Cognitive virtual agents, such as Amelia, can enable health systems to deliver such integrated ‘insights-enabled conversations’ models at scale, as these virtual agents can be designed to join and augment the care team, and help scale their capacity and ability to engage patients and other carers in meaningful conversations.
Cognitive virtual agents can contribute as a valued new care team member in three ways:
- Acting as a “healthcare operations concierge,” unburdening care workers from their existing routine, administrative and operational interactions – therefore freeing up more time for patient-facing care coordination conversations.
- Acting as a “care coordination whisperer,” supporting care workers in planning and delivering their care conversations and interventions, by providing relevant insights and protocol compliant support via a flexible conversational interface – therefore enabling the care worker to scale the number and improve the effectiveness of their conversations with patients in their care.
- Acting as a “care navigation buddy,” enabling 24/7 patient access to routine information and service support via a conversational virtual agent – therefore extending patient access and the frequency of patient interactions with their care team, with positive impact on adherence and engagement, whilst freeing up the care team from routine, transactional interactions.

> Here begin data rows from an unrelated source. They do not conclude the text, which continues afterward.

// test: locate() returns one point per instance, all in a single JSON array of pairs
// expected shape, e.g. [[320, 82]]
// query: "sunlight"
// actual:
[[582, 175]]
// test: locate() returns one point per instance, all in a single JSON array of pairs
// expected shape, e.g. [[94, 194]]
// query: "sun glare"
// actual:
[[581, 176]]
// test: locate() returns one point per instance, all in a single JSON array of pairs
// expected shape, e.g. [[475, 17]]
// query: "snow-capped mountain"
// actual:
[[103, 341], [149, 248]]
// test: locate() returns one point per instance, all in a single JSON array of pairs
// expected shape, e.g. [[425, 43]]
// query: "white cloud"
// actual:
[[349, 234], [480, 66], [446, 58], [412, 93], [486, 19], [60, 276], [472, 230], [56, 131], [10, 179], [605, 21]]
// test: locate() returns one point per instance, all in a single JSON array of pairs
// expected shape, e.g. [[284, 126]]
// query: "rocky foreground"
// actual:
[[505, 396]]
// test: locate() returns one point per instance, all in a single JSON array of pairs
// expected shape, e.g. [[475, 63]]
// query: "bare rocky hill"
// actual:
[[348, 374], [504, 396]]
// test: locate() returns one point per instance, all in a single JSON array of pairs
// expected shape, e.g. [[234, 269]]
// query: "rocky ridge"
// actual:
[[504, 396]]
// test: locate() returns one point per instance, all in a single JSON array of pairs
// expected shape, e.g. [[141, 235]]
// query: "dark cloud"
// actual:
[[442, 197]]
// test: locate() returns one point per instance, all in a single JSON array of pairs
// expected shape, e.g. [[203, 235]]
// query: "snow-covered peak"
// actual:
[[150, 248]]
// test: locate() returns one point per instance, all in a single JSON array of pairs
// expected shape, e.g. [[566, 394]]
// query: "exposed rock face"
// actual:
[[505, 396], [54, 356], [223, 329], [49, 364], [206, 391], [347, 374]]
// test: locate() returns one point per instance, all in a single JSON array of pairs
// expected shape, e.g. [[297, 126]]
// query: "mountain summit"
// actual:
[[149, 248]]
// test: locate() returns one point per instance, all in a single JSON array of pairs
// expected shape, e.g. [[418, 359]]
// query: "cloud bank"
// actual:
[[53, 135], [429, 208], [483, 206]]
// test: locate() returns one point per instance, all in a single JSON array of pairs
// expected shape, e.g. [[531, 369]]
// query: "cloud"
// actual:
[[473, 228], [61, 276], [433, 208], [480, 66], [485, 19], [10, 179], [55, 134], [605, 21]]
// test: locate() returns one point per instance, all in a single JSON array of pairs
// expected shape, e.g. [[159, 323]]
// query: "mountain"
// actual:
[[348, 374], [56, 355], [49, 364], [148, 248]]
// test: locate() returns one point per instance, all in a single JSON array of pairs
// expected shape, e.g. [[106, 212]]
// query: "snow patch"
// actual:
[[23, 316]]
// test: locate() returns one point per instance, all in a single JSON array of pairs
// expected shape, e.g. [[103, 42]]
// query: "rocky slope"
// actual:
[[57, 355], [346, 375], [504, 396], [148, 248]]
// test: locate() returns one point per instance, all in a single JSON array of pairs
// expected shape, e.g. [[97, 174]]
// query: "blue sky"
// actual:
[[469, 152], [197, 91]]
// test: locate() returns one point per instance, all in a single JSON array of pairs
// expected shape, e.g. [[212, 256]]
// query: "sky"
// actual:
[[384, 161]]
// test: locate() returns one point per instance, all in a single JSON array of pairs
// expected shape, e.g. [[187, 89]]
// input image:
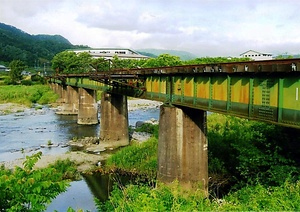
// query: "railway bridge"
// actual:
[[259, 90]]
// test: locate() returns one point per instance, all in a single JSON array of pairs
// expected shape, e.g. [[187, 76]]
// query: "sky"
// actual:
[[203, 27]]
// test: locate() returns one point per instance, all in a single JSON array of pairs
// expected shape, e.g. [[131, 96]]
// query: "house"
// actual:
[[109, 53], [3, 68], [254, 55]]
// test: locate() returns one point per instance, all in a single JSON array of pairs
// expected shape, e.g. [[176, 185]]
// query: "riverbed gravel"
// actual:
[[85, 161]]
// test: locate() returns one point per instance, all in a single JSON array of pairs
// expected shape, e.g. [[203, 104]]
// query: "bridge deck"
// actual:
[[262, 90]]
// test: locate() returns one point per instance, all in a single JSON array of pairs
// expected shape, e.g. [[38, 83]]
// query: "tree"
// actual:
[[16, 68]]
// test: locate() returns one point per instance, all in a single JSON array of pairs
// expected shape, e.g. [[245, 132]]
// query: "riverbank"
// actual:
[[8, 108], [84, 161]]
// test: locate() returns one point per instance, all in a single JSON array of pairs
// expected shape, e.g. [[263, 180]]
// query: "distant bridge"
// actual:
[[260, 90]]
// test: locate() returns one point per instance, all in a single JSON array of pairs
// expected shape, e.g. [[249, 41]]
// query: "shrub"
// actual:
[[28, 189]]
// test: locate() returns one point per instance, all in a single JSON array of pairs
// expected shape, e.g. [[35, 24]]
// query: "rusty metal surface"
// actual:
[[262, 90]]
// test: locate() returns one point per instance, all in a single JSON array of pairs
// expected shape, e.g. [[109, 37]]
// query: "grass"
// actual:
[[27, 95], [139, 157]]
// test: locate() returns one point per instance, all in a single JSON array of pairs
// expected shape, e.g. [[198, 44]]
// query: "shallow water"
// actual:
[[23, 134]]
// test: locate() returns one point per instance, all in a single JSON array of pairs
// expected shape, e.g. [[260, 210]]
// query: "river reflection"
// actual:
[[23, 134]]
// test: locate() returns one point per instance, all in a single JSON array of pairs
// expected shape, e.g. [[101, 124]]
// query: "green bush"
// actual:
[[139, 157], [28, 189], [259, 198], [26, 82], [149, 128], [68, 168], [27, 95], [251, 151]]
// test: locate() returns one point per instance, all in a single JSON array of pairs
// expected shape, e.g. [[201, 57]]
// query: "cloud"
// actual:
[[204, 27]]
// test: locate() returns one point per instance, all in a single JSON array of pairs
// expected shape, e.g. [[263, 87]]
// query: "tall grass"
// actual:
[[27, 95], [141, 157]]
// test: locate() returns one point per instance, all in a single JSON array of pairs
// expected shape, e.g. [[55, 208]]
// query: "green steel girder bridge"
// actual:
[[261, 90]]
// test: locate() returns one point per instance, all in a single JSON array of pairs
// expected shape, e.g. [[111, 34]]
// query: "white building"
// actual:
[[254, 55], [109, 53], [3, 68]]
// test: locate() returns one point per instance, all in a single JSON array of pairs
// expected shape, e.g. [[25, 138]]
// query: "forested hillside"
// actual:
[[34, 50]]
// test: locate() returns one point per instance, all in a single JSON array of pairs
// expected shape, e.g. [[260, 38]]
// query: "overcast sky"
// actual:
[[202, 27]]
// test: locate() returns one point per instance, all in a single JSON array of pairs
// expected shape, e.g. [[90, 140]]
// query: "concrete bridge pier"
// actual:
[[182, 147], [88, 107], [70, 103], [58, 88], [114, 120]]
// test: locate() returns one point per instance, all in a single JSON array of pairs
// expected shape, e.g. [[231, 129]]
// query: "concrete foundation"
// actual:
[[88, 107], [182, 147], [59, 90], [70, 103], [114, 120]]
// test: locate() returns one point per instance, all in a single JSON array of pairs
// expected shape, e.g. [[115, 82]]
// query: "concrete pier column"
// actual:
[[88, 107], [182, 147], [70, 104], [58, 88], [114, 120]]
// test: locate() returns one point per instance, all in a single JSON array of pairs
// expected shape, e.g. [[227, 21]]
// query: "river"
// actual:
[[23, 133]]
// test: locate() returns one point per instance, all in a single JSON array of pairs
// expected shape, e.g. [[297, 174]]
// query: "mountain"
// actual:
[[156, 52], [16, 44]]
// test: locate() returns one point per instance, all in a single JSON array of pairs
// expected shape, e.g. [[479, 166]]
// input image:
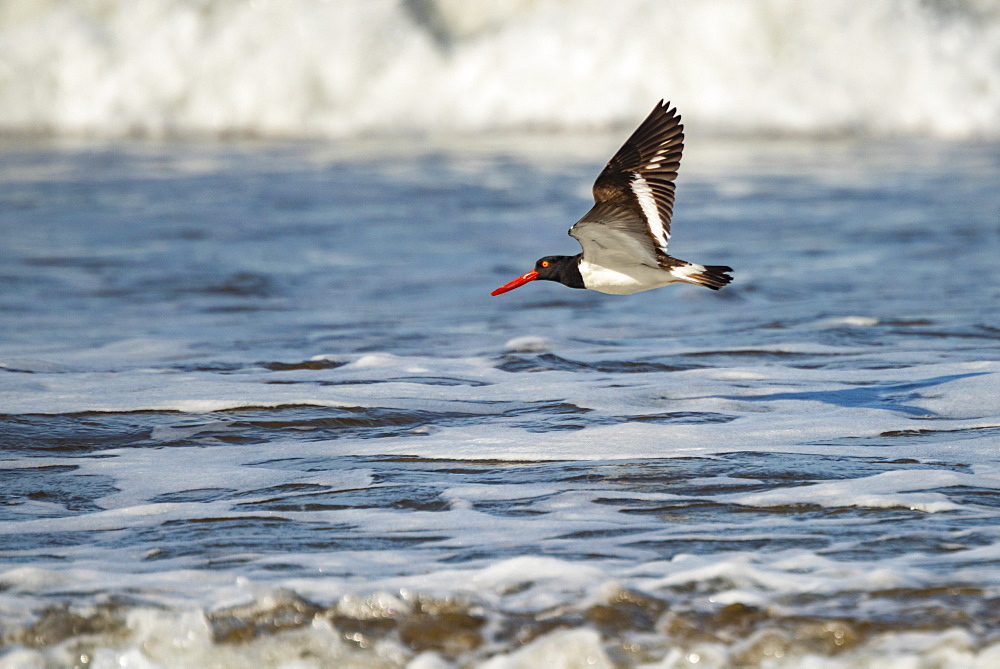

Through human-like conversational cognitive agents like Amelia, patients can feel more connected to their providers and care plans, with assurance that they are being provided with the most up-to-date, relevant and timely guidance, based on the insights available to patients and the care team. Providers, meanwhile, are empowered rather than overwhelmed by new data and insights; their routine tasks are delegated to their virtual agents, freeing carers to focus on what they do best and enjoy doing most.
Virtual agents are therefore uniquely designed to bridge the gap between insight and outcomes and relieve the healthcare workforce from the pressures they are facing.